What Is the Difference between Contingent and under Contract

As a professional, it`s important to know the difference between words that may be interchangeable or misunderstood. When it comes to real estate terminology, two words that often cause confusion are “contingent” and “under contract.” These terms refer to the different stages of a home sale, and knowing the difference can help both buyers and sellers navigate the process smoothly.

Contingent: This term is used to describe a home that is still technically available on the market, but an offer has been made and accepted under certain conditions. These conditions, called contingencies, can include anything from the sale of the buyer`s current home to a satisfactory home inspection. Basically, the sale is not yet final until these contingencies are met.

Under Contract: This term refers to a home that has an accepted offer with no contingencies. At this stage, the buyer and seller have agreed to the terms of the sale and the transaction is moving forward. The home is no longer technically available on the market, though the sale is not yet closed until the closing date arrives and all necessary paperwork is signed.

So, what`s the difference between the two? Essentially, a home that is contingent has conditions that need to be met before the sale can be finalized, while a home that is under contract is in the process of being sold with no conditions attached.
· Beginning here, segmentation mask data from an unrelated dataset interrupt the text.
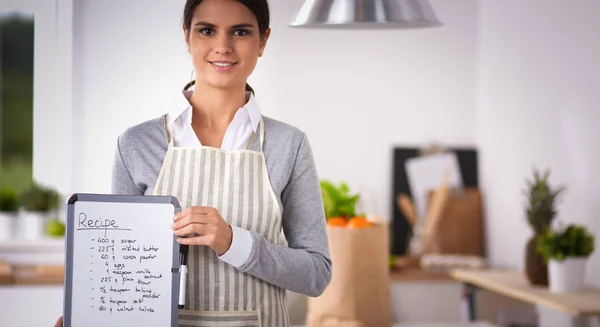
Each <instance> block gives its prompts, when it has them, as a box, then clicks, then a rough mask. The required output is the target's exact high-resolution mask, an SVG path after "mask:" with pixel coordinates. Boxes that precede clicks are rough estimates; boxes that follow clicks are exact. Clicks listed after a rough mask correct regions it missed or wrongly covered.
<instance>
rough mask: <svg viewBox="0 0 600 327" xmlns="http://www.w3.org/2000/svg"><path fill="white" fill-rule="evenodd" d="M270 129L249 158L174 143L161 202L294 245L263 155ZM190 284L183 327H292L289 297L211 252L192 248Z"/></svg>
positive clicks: (284, 291) (156, 189)
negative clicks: (288, 234) (289, 238)
mask: <svg viewBox="0 0 600 327" xmlns="http://www.w3.org/2000/svg"><path fill="white" fill-rule="evenodd" d="M165 127H166V126H165ZM263 127H264V126H263V121H262V119H261V121H260V125H259V129H260V147H261V151H252V150H248V147H249V146H250V143H251V142H252V140H250V142H248V147H247V148H246V149H245V150H234V151H224V150H221V149H217V148H213V147H204V146H200V147H174V146H173V141H172V138H171V137H167V138H168V141H169V147H168V150H167V153H166V155H165V160H164V162H163V165H162V168H161V171H160V175H159V177H158V180H157V182H156V186H155V188H154V195H168V196H174V197H176V198H177V199H178V200H179V202H180V204H181V207H182V209H185V208H187V207H190V206H208V207H214V208H216V209H217V210H218V211H219V213H220V214H221V216H222V217H223V219H225V221H226V222H227V223H229V224H231V225H235V226H238V227H241V228H244V229H246V230H249V231H253V232H256V233H258V234H260V235H263V236H264V237H265V239H266V240H267V241H268V242H270V243H274V244H281V245H287V244H286V241H285V239H284V238H281V237H280V235H281V211H280V208H279V203H278V202H277V198H276V196H275V192H274V191H273V189H272V187H271V182H270V180H269V176H268V173H267V165H266V161H265V156H264V154H263V152H262V146H263V139H264V128H263ZM167 135H168V132H167ZM253 138H254V135H253V137H252V139H253ZM187 276H188V279H187V285H188V287H187V290H186V296H185V298H186V307H185V308H184V309H182V310H179V326H211V327H212V326H214V327H220V326H223V327H225V326H227V327H229V326H248V327H250V326H252V327H254V326H265V327H285V326H289V317H288V311H287V304H286V293H285V290H284V289H282V288H280V287H277V286H275V285H272V284H269V283H267V282H265V281H263V280H261V279H258V278H256V277H254V276H252V275H250V274H247V273H244V272H241V271H239V270H238V269H236V268H235V267H233V266H231V265H229V264H227V263H225V262H223V261H222V260H220V259H219V258H218V257H217V254H216V253H215V252H214V251H213V250H212V249H211V248H209V247H207V246H192V245H190V247H189V253H188V275H187Z"/></svg>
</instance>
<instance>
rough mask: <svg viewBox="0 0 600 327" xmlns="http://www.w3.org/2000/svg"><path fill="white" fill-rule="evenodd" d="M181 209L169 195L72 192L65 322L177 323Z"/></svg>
mask: <svg viewBox="0 0 600 327" xmlns="http://www.w3.org/2000/svg"><path fill="white" fill-rule="evenodd" d="M179 211H181V207H180V204H179V202H178V201H177V199H175V198H174V197H168V196H133V195H132V196H129V195H107V194H73V195H72V196H71V197H70V198H69V200H68V201H67V210H66V237H65V242H66V253H65V255H66V257H65V290H64V311H63V326H65V327H71V326H73V327H79V326H90V327H93V326H116V327H118V326H128V327H129V326H173V327H175V326H177V323H178V322H177V320H178V319H177V315H178V307H177V305H178V297H179V270H178V268H179V244H178V243H177V242H176V241H175V240H176V238H175V236H174V235H173V232H172V229H171V225H172V224H173V216H174V215H175V214H176V213H177V212H179Z"/></svg>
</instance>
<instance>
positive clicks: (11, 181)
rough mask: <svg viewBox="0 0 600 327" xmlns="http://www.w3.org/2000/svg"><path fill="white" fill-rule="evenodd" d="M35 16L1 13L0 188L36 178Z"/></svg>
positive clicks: (25, 14) (26, 13)
mask: <svg viewBox="0 0 600 327" xmlns="http://www.w3.org/2000/svg"><path fill="white" fill-rule="evenodd" d="M33 67H34V18H33V15H31V14H27V13H24V12H21V11H9V12H3V13H0V90H1V92H0V188H2V187H11V188H15V189H16V190H17V191H21V190H23V189H24V188H26V187H27V186H29V185H30V184H31V182H32V180H33V164H32V159H33V126H34V124H33V73H34V68H33Z"/></svg>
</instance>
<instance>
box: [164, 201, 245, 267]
mask: <svg viewBox="0 0 600 327" xmlns="http://www.w3.org/2000/svg"><path fill="white" fill-rule="evenodd" d="M173 220H174V224H173V226H172V228H173V233H174V234H175V235H176V236H184V235H188V234H194V233H196V234H199V235H200V236H195V237H179V238H178V239H177V243H179V244H186V245H206V246H209V247H210V248H212V249H213V250H214V251H215V252H216V253H217V255H219V256H221V255H223V254H224V253H225V252H227V251H228V250H229V247H230V246H231V241H232V239H233V232H232V230H231V226H229V224H228V223H227V222H226V221H225V220H224V219H223V217H221V215H220V214H219V212H218V211H217V209H215V208H211V207H201V206H194V207H189V208H186V209H185V210H183V211H181V212H179V213H177V214H176V215H175V217H173Z"/></svg>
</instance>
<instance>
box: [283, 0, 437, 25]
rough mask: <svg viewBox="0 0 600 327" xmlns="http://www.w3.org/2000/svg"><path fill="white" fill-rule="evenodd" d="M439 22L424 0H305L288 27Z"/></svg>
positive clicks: (400, 24)
mask: <svg viewBox="0 0 600 327" xmlns="http://www.w3.org/2000/svg"><path fill="white" fill-rule="evenodd" d="M441 25H442V24H441V23H440V21H439V20H438V18H437V16H436V14H435V12H434V11H433V9H432V8H431V6H430V5H429V2H428V1H427V0H304V3H303V4H302V6H301V7H300V8H299V9H298V11H297V13H296V15H295V17H294V19H293V20H292V22H291V23H290V26H291V27H304V28H326V29H330V28H347V29H388V28H395V29H403V28H425V27H436V26H441Z"/></svg>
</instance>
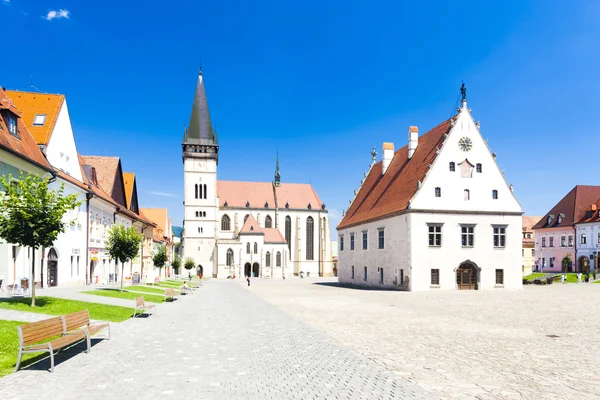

It`s important for both buyers and sellers to be aware of these terms and what they mean for the sale of a property. For buyers, knowing that a home has contingencies in place can mean that it`s not a done deal just yet and could potentially still be available if the contingencies are not met. For sellers, having a home under contract means that the sale is moving forward and they can start making plans for their next move.

In conclusion, while these terms may seem interchangeable, they actually refer to specific stages in the home buying and selling process. Understanding the difference between contingent and under contract can help both buyers and sellers during the transaction. As a professional, ensuring correct usage of these terms can also aid in attracting the right audience to real estate listings and information.